I have been trying to simulate Stack using java classes. here go my class constructor:

        public Stack(Class<?> type){

        if(type==String.class){

                //...

            }

            switch(type){

                    case (String.class):
                            //...
                    break;
                    case (Integer.class):
                            //...
                    break;

                    case (Double.class):
                            //...
                    break;

                    case (Byte.class):
                            //...
                    break;

                    default:
                    break;

            }

            this.counter = -1;

        }

but confusingly for me, the if block works fine. But with the switch/case block it doesn't compile.

error says

incompatible types
                switch(type){
                       ^
  required: int
  found:    Class

And

error: constant expression required
case (String.class):

this repeats for all cases in the switch block.

Please kindly point me whether if anything missing here.

Wait... The compiler is clear enough: `switch` expects an `int` but you're passing a `Class` object — fge, May 19 '14 at 05:44
*Please kindly point me whether if anything missing here*. Sure: [Java Tutorials.
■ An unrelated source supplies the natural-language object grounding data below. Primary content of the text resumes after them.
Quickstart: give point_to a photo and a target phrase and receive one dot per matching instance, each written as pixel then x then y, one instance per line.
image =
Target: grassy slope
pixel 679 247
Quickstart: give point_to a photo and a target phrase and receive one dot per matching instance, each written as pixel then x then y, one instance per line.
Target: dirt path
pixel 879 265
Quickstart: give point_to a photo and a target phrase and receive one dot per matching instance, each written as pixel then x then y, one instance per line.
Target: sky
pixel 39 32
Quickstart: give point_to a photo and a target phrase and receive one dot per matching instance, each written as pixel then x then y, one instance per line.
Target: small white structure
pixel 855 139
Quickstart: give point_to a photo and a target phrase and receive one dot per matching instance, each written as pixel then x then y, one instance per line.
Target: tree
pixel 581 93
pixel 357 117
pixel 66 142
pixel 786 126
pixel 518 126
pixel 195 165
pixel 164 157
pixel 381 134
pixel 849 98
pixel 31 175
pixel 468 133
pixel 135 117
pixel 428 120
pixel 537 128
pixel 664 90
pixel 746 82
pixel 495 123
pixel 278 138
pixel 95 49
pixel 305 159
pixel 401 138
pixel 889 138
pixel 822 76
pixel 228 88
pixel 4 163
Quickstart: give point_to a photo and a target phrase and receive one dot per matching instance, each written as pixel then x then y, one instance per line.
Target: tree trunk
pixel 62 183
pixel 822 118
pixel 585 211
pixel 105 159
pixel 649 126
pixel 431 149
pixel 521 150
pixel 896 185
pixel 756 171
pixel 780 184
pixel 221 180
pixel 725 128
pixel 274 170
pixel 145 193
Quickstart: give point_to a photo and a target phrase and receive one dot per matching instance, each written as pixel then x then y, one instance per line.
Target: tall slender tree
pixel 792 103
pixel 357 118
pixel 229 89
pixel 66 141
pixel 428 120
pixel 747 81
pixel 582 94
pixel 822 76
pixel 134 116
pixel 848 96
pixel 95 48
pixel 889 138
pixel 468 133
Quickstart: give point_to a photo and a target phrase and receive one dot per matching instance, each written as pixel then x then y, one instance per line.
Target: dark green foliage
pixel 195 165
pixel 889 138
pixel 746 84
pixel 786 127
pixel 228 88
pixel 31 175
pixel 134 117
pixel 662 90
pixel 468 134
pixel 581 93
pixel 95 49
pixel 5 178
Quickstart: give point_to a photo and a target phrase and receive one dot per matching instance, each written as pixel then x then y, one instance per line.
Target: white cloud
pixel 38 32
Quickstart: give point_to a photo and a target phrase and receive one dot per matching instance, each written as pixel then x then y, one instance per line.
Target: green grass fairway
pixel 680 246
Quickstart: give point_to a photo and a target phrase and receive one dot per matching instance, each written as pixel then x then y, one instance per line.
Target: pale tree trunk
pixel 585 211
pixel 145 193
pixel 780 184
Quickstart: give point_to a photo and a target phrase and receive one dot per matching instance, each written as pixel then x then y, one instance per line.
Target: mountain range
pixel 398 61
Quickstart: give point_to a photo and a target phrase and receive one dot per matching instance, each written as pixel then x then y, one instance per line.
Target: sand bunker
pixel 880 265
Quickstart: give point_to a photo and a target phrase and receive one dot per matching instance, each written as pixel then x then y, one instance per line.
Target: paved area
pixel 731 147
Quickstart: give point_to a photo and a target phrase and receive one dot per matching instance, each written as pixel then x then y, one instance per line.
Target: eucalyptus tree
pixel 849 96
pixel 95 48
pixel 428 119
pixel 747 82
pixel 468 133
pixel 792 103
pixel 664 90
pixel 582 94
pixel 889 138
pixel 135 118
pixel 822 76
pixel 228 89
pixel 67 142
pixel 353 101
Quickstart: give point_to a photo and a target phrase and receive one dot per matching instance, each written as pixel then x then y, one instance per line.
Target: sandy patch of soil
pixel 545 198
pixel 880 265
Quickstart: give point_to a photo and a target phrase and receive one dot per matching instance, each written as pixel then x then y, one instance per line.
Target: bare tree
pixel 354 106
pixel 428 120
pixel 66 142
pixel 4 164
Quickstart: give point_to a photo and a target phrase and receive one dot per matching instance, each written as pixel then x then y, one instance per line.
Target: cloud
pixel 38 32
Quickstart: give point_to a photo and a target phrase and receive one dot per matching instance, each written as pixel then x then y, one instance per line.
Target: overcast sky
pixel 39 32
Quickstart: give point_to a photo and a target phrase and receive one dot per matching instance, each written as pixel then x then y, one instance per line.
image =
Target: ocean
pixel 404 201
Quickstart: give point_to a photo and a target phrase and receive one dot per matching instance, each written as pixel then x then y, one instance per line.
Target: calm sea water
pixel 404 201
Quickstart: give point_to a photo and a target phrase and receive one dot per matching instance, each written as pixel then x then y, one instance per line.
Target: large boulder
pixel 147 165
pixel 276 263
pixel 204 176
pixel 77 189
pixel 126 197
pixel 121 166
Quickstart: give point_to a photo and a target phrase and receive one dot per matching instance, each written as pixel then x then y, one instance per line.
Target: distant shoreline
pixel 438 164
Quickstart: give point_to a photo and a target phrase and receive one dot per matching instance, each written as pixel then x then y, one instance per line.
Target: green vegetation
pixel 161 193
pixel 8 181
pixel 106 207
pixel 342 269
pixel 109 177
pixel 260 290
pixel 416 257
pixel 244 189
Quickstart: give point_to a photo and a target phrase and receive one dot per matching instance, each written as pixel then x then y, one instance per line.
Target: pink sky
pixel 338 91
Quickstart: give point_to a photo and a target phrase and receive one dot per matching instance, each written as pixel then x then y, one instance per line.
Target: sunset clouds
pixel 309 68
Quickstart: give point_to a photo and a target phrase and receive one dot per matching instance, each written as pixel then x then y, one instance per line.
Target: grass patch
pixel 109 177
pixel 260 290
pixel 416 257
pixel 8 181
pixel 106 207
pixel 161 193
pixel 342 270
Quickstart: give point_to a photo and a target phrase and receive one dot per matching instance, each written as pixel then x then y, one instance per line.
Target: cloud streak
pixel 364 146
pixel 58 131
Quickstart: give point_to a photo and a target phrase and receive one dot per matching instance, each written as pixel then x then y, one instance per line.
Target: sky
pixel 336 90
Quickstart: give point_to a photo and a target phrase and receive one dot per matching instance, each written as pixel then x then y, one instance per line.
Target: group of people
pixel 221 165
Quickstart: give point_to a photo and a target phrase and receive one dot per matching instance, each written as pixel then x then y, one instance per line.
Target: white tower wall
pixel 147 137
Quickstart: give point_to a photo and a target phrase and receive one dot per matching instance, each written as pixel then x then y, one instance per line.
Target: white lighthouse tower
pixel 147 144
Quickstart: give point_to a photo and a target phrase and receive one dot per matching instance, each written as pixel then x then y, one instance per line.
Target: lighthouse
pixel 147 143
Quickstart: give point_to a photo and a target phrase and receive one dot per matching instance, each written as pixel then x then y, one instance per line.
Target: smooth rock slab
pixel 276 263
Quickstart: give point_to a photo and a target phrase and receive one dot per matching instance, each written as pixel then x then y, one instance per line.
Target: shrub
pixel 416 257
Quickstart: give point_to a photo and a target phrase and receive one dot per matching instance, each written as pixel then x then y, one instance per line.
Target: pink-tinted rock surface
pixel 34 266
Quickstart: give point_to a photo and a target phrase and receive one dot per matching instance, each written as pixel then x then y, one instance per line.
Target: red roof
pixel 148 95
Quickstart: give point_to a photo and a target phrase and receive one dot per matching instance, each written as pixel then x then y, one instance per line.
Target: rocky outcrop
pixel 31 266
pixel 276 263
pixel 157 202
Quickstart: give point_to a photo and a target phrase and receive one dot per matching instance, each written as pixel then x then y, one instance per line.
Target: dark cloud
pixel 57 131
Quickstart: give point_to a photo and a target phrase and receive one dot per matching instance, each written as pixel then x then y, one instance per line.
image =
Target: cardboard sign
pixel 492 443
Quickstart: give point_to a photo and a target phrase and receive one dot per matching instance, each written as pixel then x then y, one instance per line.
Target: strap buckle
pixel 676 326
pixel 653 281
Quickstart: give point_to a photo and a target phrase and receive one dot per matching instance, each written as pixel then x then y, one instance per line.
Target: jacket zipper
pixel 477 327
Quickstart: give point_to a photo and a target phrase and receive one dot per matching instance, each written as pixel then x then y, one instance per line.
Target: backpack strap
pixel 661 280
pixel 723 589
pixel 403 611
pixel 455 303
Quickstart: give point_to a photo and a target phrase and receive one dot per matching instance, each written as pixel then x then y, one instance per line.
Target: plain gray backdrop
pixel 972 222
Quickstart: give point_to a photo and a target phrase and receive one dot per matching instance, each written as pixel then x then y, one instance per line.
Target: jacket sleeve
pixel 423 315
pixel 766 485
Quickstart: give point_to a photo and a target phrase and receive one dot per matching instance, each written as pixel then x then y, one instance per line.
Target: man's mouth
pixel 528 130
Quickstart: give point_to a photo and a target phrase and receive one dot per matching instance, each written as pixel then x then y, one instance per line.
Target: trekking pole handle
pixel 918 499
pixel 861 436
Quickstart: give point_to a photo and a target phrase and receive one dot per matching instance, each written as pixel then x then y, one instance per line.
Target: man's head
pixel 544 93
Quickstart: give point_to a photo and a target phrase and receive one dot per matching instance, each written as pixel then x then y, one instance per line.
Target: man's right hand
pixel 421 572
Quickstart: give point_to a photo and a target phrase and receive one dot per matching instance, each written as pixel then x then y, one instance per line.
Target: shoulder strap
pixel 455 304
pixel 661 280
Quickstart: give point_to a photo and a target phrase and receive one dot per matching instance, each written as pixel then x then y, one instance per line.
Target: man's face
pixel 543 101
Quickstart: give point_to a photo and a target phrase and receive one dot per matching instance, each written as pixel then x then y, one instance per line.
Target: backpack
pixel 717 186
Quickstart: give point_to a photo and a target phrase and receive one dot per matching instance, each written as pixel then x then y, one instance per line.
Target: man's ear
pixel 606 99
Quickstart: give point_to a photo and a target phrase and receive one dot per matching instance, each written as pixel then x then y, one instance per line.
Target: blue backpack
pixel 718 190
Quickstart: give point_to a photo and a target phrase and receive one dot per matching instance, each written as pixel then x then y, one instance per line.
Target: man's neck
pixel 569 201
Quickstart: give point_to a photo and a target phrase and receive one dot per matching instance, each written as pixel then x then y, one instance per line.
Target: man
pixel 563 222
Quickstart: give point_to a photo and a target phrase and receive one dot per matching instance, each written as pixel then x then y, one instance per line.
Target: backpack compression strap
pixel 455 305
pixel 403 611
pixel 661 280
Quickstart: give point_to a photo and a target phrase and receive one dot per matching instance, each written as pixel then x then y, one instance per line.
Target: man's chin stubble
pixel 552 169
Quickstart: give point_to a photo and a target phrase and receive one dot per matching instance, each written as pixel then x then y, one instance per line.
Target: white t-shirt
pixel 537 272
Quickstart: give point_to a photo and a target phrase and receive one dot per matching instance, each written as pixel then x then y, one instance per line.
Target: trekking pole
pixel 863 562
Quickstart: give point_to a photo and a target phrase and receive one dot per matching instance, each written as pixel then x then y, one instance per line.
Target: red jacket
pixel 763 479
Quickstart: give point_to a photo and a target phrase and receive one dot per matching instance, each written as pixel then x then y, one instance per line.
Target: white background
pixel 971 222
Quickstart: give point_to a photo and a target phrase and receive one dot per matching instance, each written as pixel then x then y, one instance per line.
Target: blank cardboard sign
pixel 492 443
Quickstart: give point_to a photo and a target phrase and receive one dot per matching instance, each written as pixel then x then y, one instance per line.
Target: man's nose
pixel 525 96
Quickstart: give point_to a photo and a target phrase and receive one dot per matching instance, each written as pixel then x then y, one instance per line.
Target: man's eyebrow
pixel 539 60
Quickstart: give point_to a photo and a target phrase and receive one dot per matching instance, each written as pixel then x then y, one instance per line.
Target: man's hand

The switch Statement.](http://docs.oracle.com/javase/tutorial/java/nutsandbolts/switch.html) — Luiggi Mendoza, May 19 '14 at 05:44
Apart from the wrong usage of `switch` statement here, may I ask why to have such odd design and not use generics? — Luiggi Mendoza, May 19 '14 at 05:46
@Luiggi Mendoza : Thanks for the guidance. We just started the Data structures and algorithms subject. Thought its good to try different approaches ;) — Dan Jay, May 19 '14 at 05:52
@shan it is good trying different approaches, but this approach leads to hard to maintain code and not-useful-to-be-prepared-for-real-world-apps. Are you really sure that's what you want? — Luiggi Mendoza, May 19 '14 at 05:53
@Luiggi Mendoza : oops... didn't thought that far though. :( — Dan Jay, May 19 '14 at 05:56
@Luiggi Mendoza : just needed to build a class design for Stack, that could use many data types. Is there anything bad I did? — Dan Jay, May 19 '14 at 06:01
@shan You should really check out Java's [generics](http://docs.oracle.com/javase/tutorial/java/generics/). Using generics is *significantly* better than writing a case for every class you might come across. Generics would allow you to use your `Stack` class for *any* data type (besides primitives) — awksp, May 19 '14 at 06:03
@Luiggi Mendoza : Thank you again. Its true I'm lack of that knowledge. I must read about generics more. :) — Dan Jay, May 19 '14 at 06:05
Posted an answer with a kick-off example to implement your stack using a single linked list and the power of generics. It will be up to you to continue implementing the other methods for a stack. — Luiggi Mendoza, May 19 '14 at 06:14

Abimaran Kugathasan · Answer 1 · 2014-05-19T06:09:08.217

3

Java switch/case will work only with primitives(byte, short, char, and int), Enums(from java 5) and String(from java 7) data types only. Check oracle tutorial here

Unlike if-then and if-then-else statements, the switch statement can have a number of possible execution paths. A switch works with the byte, short, char, and int primitive data types. It also works with enumerated types (discussed in Enum Types), the String class, and a few special classes that wrap certain primitive types: Character, Byte, Short, and Integer (discussed in Numbers and Strings).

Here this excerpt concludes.